Le Togo a gagné 24 places au classement mondial de la liberté de la presse 2026 publié par Reporters Sans Frontières (RSF) à l’occasion de la Journée mondiale du 3 mai. Le pays grimpe du 121ème au 97ème rang sur 180 pays évalués avec une progression de 8,48 points, l’une des plus importantes en Afrique de l’Ouest.
Cette avancée permet au Togo de quitter la catégorie des situations jugées « difficiles » pour intégrer celle des environnements « problématiques » selon la classification de RSF. Cette amélioration témoigne d’une évolution du paysage médiatique national reconnue par l’organisation internationale de défense de la liberté de la presse.
La performance togolaise intervient pourtant dans un climat global défavorable.

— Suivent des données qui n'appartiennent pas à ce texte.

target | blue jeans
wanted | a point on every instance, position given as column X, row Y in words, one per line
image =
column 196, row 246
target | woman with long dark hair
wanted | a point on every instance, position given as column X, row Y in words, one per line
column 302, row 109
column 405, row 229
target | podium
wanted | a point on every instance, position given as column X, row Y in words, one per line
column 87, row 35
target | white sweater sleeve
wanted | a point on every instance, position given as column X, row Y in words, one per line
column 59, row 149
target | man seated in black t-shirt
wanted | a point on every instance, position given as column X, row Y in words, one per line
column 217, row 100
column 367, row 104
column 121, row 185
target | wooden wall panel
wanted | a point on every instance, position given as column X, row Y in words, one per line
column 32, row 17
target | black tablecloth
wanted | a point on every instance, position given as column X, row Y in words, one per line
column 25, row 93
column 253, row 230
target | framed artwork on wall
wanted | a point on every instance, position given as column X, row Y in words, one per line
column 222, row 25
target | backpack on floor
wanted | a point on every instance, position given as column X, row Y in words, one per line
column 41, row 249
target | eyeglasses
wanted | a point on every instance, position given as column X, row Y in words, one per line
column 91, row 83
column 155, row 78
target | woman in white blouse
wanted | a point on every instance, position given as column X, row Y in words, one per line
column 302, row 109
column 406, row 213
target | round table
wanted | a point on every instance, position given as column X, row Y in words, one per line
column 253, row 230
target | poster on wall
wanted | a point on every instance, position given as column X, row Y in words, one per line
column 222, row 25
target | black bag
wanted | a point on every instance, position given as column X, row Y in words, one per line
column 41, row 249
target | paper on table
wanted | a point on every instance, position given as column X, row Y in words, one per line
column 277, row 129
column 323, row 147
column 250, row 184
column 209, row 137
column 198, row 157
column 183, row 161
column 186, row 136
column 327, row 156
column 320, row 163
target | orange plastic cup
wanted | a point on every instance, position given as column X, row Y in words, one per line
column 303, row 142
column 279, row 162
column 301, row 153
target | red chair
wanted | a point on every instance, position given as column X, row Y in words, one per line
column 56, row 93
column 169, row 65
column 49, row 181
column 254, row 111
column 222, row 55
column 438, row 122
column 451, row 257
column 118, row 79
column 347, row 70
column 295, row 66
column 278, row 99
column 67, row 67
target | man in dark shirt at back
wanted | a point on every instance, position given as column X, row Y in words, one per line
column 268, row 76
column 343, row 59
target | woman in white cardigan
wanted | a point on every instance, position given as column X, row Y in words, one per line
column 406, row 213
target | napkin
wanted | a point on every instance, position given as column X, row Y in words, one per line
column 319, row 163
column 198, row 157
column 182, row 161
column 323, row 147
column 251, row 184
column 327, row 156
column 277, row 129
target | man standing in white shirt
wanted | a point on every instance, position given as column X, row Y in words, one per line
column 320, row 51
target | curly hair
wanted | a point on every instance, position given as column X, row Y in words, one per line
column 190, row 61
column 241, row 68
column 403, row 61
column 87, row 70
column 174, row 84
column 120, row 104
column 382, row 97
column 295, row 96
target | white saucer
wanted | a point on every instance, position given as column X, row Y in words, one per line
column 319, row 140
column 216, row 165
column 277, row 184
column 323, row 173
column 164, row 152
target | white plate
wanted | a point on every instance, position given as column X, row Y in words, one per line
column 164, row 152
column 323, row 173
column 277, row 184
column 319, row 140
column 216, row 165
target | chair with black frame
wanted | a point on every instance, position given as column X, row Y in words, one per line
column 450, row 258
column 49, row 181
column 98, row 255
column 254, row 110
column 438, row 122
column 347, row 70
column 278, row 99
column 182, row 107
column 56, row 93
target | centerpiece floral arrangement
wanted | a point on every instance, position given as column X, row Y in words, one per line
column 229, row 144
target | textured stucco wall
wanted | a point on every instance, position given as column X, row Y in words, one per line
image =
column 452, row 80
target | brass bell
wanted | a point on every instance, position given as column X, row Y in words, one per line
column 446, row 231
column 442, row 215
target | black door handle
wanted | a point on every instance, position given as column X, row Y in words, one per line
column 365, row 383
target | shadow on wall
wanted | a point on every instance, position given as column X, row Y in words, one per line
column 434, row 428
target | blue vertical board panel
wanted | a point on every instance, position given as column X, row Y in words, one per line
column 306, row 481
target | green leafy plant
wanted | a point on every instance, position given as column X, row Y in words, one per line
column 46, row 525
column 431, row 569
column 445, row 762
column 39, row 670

Plus de la moitié des pays évalués par RSF affichent des conditions de travail jugées « difficiles » ou « très graves » pour les journalistes. La progression du Togo apparaît d’autant plus notable face à cette tendance mondiale préoccupante.
Plusieurs facteurs expliquent cette remontée dans le classement. Les réformes entreprises dans le secteur des médias, notamment en matière d’encadrement juridique et de régulation, ont contribué à renforcer progressivement l’environnement de travail des professionnels de l’information selon les observateurs du secteur.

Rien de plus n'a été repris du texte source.